Cultural Continuity and Resistance
Borders may divide nations, but they cannot erase memory. In coastal villages of Palawan, elders still recount tales of voyages to Borneo, of kinship ties with families in Sabah, and of a time when the sea was not a frontier but a home. In Sabah, Sama-Bajau communities preserve their traditions through music, boat-making, and sea-based spirituality. These cultural practices are acts of resistance—quiet but powerful assertions of identity in a world that often render them invisible.
Even as governments debate sovereignty, these communities live it every day.

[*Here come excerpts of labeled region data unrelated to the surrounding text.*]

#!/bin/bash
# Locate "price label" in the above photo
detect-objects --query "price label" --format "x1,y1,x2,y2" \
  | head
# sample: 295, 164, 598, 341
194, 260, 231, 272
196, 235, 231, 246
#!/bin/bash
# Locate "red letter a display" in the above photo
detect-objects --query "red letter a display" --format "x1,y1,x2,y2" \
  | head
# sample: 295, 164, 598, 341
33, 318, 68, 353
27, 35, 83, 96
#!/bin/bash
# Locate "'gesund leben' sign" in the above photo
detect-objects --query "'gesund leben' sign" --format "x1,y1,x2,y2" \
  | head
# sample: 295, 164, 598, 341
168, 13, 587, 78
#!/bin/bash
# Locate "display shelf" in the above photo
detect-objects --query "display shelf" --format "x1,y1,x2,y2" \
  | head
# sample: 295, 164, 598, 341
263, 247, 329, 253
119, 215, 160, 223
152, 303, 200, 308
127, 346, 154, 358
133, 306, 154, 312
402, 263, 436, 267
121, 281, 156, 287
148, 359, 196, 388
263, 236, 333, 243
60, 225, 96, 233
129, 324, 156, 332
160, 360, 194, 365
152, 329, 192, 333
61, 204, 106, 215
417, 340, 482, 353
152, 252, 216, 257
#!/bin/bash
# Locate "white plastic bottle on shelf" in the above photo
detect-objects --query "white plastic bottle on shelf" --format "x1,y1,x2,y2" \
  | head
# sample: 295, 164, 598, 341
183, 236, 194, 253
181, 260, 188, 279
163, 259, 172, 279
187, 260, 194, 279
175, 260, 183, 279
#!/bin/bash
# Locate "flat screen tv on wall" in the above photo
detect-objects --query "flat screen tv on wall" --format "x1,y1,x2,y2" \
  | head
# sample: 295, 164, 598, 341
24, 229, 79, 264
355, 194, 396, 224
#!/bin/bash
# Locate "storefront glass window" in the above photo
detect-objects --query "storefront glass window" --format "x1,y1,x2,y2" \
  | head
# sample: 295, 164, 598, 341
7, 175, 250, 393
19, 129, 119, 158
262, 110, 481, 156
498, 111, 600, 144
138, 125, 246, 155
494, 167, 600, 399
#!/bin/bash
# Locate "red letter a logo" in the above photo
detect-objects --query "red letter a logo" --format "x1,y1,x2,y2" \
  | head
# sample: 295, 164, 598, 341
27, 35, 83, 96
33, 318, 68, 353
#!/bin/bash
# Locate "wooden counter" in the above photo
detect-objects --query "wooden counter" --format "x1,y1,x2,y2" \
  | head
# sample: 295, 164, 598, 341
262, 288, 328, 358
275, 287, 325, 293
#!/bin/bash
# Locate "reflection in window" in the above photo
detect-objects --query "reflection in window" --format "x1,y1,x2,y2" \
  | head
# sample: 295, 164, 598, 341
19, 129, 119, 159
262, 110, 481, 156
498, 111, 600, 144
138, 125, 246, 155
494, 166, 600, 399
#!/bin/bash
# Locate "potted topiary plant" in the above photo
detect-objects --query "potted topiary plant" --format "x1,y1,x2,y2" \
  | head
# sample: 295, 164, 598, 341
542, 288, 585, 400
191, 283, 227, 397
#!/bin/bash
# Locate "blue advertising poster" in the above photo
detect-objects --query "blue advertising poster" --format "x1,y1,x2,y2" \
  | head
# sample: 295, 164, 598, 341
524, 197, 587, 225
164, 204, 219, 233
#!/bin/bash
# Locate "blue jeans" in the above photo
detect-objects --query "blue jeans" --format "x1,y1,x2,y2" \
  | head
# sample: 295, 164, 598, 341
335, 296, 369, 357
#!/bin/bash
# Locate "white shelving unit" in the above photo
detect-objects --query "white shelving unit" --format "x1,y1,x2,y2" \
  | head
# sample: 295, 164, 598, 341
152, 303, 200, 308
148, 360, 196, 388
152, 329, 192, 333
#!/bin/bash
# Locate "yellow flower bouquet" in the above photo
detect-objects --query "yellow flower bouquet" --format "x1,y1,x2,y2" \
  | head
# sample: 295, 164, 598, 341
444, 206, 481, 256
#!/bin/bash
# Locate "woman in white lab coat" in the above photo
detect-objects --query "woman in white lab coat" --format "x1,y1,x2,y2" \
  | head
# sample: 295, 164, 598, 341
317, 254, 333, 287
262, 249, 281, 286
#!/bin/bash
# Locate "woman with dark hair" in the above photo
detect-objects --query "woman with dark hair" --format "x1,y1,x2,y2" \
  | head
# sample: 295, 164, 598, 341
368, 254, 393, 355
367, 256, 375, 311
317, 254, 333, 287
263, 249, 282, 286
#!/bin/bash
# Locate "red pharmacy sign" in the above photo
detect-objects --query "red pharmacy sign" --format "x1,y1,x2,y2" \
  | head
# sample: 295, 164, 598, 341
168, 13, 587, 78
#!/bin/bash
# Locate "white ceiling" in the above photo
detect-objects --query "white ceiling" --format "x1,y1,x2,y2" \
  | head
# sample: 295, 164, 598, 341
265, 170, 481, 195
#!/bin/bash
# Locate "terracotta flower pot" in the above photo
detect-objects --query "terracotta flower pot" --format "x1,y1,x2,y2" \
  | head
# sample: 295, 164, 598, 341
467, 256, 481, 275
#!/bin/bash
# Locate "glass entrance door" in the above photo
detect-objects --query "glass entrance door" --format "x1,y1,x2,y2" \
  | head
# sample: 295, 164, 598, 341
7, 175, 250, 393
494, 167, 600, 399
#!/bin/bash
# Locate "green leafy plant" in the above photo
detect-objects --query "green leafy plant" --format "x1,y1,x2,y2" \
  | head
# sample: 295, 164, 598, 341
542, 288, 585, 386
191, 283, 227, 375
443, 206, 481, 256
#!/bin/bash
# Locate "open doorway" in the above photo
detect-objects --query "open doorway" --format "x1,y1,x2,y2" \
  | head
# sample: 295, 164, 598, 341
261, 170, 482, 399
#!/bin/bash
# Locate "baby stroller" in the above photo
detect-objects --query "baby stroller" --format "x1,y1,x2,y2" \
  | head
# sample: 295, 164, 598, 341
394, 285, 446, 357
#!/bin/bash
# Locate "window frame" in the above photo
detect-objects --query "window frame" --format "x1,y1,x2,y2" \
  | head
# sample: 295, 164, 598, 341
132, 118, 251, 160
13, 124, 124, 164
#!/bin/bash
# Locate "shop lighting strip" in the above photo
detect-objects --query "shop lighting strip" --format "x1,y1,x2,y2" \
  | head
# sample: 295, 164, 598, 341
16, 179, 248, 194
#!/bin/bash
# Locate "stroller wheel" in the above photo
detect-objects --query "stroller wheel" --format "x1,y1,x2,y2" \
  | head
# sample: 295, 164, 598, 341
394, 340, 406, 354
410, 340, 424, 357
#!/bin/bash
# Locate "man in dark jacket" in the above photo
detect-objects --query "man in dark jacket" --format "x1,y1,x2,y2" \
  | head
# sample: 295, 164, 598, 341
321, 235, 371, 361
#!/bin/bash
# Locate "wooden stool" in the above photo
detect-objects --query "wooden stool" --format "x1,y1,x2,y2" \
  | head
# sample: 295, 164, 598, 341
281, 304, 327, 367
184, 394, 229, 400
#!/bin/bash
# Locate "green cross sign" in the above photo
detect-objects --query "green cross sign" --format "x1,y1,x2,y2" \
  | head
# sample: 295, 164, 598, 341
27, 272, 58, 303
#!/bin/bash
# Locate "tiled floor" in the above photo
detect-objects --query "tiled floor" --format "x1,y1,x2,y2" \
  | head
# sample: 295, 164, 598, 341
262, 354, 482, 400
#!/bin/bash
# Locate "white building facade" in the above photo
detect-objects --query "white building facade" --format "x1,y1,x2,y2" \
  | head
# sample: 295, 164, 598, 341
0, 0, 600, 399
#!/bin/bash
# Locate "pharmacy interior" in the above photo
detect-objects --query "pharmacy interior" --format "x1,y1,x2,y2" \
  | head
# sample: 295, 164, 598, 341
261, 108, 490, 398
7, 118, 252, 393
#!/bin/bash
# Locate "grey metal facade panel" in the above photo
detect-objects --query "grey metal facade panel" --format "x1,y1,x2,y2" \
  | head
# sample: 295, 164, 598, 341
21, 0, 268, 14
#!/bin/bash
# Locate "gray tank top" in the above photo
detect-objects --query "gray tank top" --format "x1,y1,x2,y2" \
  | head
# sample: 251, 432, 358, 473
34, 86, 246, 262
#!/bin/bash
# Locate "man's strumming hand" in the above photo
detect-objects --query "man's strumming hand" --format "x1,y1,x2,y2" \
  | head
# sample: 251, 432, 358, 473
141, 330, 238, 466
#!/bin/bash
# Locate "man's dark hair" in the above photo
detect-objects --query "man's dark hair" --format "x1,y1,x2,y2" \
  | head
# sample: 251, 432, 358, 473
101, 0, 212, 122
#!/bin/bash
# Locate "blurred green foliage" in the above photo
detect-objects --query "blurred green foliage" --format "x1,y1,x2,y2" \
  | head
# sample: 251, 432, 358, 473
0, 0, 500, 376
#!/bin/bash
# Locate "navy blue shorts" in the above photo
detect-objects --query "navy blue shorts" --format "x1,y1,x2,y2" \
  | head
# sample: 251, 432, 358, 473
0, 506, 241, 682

Their resilience is a reminder that sovereignty is not just about flags and treaties—it’s about belonging, memory, and the right to exist with dignity.
Conclusion
The Palawan–Sabah question is more than a geopolitical puzzle—it is a mirror reflecting the unfinished business of colonialism, the fragility of modern borders, and the resilience of indigenous identity.
While governments debate sovereignty in courtrooms and parliaments, the people who have lived across these waters for generations continue to navigate a reality shaped by exclusion and erasure.
To move forward, we must expand our understanding of sovereignty. It is not merely a matter of legal documents or political declarations—it is about who gets to belong, who gets to speak, and who gets to stay.
The voices of the Tausug, Sama-Bajau, and other indigenous communities must no longer be an afterthought. They are not relics of the past; they are the living heart of this contested sea.
As we chart the future of Palawan and Sabah, perhaps the question is not who owns the land but who remembers it, who lives it, and who is willing to share it.